After four years of representing New Zealand in rowing on the world stage, a position that I have long committed my life too, the feeling of producing a performance I am proud of is truly like no other. Standing on the podium with the silver fern on my chest has long been a dream of mine, but to do it in a way that proved I have far from reached my potential was what made the moment really significant. I am excited to see our elites’ do the same in a few weeks, and for the announcing of the summer national team following that, revealing what my future will hold.
My first international competitions, Tran-Tasman events in the NZ U21 team in 2009-2011, produced some pretty decent results going undefeated in 2010 & 2011. However, the three world competitions following that (U23’s 2012, World Uni’s 2013 & U23’s 2014) I fell short of the goals I set for myself and likely those of the selectors. These performances combined with performances that didn’t exactly light the world on fire at our National Champs had the national rowing selectors saying five months ago that they believed “I had reached my potential”. Listening to this wasn’t exactly music to the ears and made a fair dent in the old confidence. In deciding whether to accept that as my fate, it was looking back at the performances I would put down and back up day after day in training, plus the speed I have produced in mid-season racing that gave me the faith that I had a lot more to give to this sport yet. I just had to learn how to make the magic happen when I counted.
Well turns out the work I have been doing with the mind doctor has made a big difference in unlocking that magic. If you’ve watched my race (Youtube version here) you will have seen the Hungarian sculler had over 3 lengths on me heading into the last 500m. In rowing just having a single length is a big lead and potentially enough to have made me ‘break’ in the past. The difference this time was that I wasn’t just aware but had also accepted that whatever was going on in the lanes either side of me, it only had the power to influence my performance if I let it. The experience of the whole regatta had me come away with a profound lesson that I have heard a number of times but only now been able to accept as I have been so caught up in personal mind games. The lesson: bar underperforming (which I have done my fair share of), the result of a race is decided before we even reach the starting gates. When executing our best performance (racing) our training enables us to hit that speed while also restricting us at it. Those who are game, go faster….before their legs seize up with lactate in the third 500m (The greatest fear of any rower).

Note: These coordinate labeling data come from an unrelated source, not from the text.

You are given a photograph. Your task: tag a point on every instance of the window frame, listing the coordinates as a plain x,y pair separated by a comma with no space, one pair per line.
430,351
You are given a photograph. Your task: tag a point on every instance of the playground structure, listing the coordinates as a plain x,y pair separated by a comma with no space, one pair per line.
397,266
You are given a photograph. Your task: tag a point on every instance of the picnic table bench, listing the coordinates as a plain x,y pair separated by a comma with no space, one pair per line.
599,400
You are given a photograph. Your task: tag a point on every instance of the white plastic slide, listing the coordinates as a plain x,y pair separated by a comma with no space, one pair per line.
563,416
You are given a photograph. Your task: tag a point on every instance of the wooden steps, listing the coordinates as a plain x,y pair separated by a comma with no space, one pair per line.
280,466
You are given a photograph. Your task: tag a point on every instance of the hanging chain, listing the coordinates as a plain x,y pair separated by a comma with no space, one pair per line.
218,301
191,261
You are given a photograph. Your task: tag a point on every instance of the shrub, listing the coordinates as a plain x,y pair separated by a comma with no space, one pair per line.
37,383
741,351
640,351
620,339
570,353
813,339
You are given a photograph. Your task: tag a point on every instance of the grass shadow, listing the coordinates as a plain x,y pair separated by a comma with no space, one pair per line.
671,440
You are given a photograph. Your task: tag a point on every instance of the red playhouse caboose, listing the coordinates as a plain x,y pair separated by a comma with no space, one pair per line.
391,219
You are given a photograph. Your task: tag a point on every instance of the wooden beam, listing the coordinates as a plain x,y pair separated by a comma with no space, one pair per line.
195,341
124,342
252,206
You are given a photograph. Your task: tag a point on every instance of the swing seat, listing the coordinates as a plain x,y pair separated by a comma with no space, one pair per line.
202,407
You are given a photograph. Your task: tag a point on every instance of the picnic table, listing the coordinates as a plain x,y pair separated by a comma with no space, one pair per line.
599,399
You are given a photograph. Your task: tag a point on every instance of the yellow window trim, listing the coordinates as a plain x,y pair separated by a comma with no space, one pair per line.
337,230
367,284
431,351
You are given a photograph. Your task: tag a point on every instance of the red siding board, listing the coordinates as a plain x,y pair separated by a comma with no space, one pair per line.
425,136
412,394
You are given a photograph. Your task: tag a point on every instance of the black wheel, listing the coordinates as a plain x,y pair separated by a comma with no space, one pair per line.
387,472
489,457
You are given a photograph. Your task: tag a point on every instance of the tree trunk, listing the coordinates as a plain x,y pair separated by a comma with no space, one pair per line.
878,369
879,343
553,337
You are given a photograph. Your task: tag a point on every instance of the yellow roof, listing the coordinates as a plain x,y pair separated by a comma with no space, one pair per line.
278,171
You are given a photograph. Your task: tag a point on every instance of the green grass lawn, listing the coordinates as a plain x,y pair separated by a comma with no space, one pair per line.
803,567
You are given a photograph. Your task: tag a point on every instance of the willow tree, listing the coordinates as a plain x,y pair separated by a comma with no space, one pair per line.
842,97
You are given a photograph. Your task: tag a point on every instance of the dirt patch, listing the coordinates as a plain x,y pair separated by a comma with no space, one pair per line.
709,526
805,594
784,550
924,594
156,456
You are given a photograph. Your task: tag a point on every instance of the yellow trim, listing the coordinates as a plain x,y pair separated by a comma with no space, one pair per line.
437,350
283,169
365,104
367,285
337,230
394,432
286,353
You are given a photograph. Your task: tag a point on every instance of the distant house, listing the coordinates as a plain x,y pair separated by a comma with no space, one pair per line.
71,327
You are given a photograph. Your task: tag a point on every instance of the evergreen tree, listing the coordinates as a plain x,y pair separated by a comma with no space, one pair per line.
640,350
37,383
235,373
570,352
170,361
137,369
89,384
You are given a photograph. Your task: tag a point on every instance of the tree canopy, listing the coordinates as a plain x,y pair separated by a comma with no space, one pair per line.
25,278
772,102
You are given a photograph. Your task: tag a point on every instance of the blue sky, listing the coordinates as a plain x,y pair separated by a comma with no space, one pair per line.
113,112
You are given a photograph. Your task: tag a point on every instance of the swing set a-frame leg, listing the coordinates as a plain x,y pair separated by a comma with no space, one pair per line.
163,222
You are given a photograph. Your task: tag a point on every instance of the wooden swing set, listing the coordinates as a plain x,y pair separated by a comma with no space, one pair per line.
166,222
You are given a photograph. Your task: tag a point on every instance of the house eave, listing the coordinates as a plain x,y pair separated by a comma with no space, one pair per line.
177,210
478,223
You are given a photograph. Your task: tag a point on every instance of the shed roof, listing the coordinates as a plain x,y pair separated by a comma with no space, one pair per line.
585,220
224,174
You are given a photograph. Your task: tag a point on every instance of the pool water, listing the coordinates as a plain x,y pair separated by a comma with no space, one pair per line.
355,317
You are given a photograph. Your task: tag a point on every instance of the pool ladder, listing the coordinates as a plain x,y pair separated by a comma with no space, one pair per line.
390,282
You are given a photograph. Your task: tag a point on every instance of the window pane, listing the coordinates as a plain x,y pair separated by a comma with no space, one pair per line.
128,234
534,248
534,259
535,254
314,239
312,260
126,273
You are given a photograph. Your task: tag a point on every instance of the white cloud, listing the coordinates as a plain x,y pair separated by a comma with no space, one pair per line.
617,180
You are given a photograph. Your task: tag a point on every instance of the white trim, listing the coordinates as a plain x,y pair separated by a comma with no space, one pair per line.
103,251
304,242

I will always remember the time when my physiologist told me that the amount of lactate we produce in a race would be fatal to the average male. Well following the race my body didn’t hesitate in informing me of its discomfort and as a result I wasn’t very ‘present’ for the following ceremony. Halfway through, I mistook our que to turn towards the flags as the end and had to be summoned back during the anthem after walking off in a daze. One thing I do remember, despite the overwhelming pain, was the reverberating “kiwi” chant as I accelerated toward the line and the deafening cheer once I reached ‘home’. Now when I reflect the two feelings that will resonate with me over all else is, one: performing in a manner that I am proud of, and two: hearing so many people from all over the world genuinely eager to see me succeed.
Following the racing I was extremely fortunate to get the opportunity to support the rest of the New Zealand team still to compete in swimming and athletics as they claimed NZ’s 4 other medals of the games. From there Josh, Adelle (fellow rowers), Adelle’s sister Keisha and I spent one and a half weeks in Japan experiencing the culture before heading home to NZ. We scaled Mount Fuji in less than 5 hours (up and down); explored the bustling city of Tokyo including the busiest intersection in the world (the number of daily pedestrians is more than NZ’s population), and releasing my inner child at Disneyland. However the best part of the trip was joining a couple of rowing teams to do a bit of ‘collaborating’. We spend countless hours, day after day, rowing in the same place with the same group of people, I find it really stimulating to not only throw down on new waters with new people but to also deliberate over the different concepts that surround this passion that unites us.
Where to from here? I wait in great anticipation to support our elite team as they attempt to defend NZ’s title of being the most successful rowing nation at the 2015 World Rowing Championship in Aiguebelette, France from 30th Aug to the 6th Sep. Following that on 14th Sep is the naming of the NZ Summer Rowing Team (aka Summer Squad) from which the 2016 Rio Olympic Team will likely almost all be selected. My selection for this team will be dependent on the selector’s assessment of the case I have put forward over the winter (Squad pieces, winter series, World University Games). Until then I am spending a lot of time in the gym, on the bike, and on the Concept 2 rowing machine, building back the fitness and strength base that suffers when we go through the peaking phase in the build up to competition. I am also going to be spending a bit of time in an eight with the Gallagher corporate rowing team as we prepare to defend their title in the corporate event at this year’s Gallagher Great Race. Out of boat I have just had the honour of being selected to join the committee of my second home, the Waikato Rowing Club. I have an immense amount of passion and pride for this club so the opportunity to guide it in retaining its title of NZ’s best rowing club, both on and off the water, has me very excited.
To all my family, friends and sponsors, cheers you good buggers. As always, please let me know if you are in the Waikato area. Bring on the Summer!